ARSampling

Documentation for ARSampling.

This package implements univariate adaptive rejection sampling as specified by Gilks & Wild [1].

Showcase

ARSampling.jl allows you to sample from unnormalized logarithmically concave distributions. In the following example we will sample from an unnormalized normal distribution.

using ARSampling: ARSampler, Objective, sample!
using CairoMakie, Distributions, Random
set_theme!(theme_minimal())
update_theme!(linewidth = 6)
update_theme!(fonts = (; regular = "DejaVu Sans"))
Random.seed!(1)

Lets use a normal distribution centered on $\pi$ with standard deviation 2.

const mu::Float64 = π
const sigma::Float64 = 2.0

# Define a normal distribution without the normalizing terms.
f(x) = exp(-((x - mu)^2) / (2 * sigma^2))

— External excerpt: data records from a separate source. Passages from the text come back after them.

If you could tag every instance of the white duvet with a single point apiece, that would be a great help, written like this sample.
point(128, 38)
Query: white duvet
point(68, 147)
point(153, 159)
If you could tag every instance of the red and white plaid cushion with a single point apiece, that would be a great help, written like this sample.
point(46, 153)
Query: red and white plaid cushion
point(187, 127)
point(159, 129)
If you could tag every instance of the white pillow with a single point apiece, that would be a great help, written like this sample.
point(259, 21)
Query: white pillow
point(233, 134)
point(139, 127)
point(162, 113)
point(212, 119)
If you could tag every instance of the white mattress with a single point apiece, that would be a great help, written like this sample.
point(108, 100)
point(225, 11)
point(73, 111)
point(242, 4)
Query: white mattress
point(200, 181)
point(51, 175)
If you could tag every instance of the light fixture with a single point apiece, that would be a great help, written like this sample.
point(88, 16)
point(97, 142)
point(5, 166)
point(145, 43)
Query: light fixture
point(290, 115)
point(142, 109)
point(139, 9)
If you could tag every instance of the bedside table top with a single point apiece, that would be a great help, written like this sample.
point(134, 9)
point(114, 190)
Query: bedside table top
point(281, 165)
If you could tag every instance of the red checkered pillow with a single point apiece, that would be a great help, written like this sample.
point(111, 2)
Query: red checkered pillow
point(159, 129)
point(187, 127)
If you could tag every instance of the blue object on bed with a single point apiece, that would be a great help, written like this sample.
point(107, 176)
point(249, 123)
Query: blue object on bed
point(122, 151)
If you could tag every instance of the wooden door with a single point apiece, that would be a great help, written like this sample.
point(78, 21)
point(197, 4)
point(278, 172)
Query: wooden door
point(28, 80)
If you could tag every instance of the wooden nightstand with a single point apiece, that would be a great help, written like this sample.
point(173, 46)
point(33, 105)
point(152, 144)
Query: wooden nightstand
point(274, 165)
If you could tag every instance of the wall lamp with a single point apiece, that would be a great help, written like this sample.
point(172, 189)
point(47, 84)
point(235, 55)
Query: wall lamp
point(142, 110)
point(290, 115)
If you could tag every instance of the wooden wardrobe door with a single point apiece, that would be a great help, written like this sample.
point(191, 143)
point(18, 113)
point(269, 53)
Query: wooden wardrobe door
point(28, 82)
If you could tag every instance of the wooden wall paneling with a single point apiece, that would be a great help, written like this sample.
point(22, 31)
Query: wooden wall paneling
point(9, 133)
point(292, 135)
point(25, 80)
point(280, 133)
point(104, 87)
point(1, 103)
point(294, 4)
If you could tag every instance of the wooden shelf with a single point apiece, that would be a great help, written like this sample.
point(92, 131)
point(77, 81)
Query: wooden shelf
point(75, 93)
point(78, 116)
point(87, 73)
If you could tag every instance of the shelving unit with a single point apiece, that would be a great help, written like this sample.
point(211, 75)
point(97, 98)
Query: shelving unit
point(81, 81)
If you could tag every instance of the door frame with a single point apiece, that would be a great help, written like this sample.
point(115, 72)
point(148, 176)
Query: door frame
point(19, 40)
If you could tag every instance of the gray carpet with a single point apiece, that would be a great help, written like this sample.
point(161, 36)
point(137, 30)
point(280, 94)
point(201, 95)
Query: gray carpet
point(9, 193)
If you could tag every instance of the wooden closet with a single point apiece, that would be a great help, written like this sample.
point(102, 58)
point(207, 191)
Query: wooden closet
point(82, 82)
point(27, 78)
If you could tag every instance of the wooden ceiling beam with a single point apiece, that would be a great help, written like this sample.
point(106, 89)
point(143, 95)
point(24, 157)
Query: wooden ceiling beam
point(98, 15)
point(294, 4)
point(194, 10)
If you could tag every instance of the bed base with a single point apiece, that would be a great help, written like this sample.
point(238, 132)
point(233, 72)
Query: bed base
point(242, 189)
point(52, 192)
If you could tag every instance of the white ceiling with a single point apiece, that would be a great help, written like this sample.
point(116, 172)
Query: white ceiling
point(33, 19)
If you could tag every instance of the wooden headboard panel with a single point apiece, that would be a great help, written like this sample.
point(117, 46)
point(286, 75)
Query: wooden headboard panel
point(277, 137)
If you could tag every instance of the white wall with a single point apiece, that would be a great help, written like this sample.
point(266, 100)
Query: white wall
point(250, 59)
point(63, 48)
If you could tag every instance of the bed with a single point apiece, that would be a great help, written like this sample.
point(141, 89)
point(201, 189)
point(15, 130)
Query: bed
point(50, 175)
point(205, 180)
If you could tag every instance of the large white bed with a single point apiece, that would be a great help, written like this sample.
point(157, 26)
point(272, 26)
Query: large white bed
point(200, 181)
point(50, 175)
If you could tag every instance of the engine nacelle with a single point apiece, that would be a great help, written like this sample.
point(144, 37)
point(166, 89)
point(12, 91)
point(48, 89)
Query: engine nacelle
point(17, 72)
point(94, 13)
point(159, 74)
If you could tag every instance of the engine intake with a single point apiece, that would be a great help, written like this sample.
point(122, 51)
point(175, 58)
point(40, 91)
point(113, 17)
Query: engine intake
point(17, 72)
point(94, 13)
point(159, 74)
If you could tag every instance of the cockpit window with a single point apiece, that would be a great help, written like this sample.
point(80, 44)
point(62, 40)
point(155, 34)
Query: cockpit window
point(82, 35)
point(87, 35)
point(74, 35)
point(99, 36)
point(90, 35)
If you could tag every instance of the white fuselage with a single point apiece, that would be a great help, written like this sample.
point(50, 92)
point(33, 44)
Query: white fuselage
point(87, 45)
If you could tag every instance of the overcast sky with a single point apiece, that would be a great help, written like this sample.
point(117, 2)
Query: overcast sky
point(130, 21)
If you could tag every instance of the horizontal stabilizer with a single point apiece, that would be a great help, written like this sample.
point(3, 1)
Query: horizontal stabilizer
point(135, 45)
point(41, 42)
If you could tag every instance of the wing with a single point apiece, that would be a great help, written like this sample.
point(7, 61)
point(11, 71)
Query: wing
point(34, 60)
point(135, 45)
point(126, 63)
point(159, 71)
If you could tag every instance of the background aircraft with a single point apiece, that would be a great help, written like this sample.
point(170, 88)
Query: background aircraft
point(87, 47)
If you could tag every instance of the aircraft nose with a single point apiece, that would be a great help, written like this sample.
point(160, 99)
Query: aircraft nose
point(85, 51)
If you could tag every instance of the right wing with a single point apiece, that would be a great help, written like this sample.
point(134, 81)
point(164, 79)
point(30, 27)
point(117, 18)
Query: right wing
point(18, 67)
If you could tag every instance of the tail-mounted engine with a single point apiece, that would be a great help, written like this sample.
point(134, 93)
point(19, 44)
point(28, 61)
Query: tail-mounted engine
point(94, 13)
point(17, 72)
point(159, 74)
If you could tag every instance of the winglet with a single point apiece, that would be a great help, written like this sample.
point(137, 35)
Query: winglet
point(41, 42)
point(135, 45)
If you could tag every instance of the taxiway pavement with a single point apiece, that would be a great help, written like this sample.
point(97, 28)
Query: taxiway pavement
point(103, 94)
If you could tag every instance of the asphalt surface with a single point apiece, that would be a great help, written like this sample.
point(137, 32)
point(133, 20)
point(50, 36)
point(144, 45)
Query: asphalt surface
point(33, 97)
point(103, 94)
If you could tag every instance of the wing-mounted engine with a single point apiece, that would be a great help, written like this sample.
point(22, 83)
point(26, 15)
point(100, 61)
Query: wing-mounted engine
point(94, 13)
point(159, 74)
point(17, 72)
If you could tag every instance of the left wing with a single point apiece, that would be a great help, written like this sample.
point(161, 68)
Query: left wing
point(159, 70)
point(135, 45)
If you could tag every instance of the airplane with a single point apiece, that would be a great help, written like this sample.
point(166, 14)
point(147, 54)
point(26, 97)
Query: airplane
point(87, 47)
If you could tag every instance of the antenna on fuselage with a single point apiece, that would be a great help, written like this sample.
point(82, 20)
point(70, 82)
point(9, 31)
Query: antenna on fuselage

# Use the normal distribution from Distributions.jl for verification.
normal(x) = pdf(Normal(mu, sigma), x)

l, u = mu - sigma * 4, mu + sigma * 4
fig, ax, p = lines(l..u, f, label = "Unnormalized density")
lines!(ax, l..u, normal, label = "Actual normal distribution")
axislegend(ax)

Let's imagine we did not know the actual normalizing constant for the normal distribution above. In order to sample from it using ARSampling.jl, we first define an objective function using ARSampling.Objective. By default, automatic differentiation through ForwardDiff.jl is used to calculate the derivative of the function to be sampled from.

First, we need to supply the function in its log form. For illustration purposes, we simply do log(f(x)).

f_log(x) = log(f(x))
obj = Objective(f_log)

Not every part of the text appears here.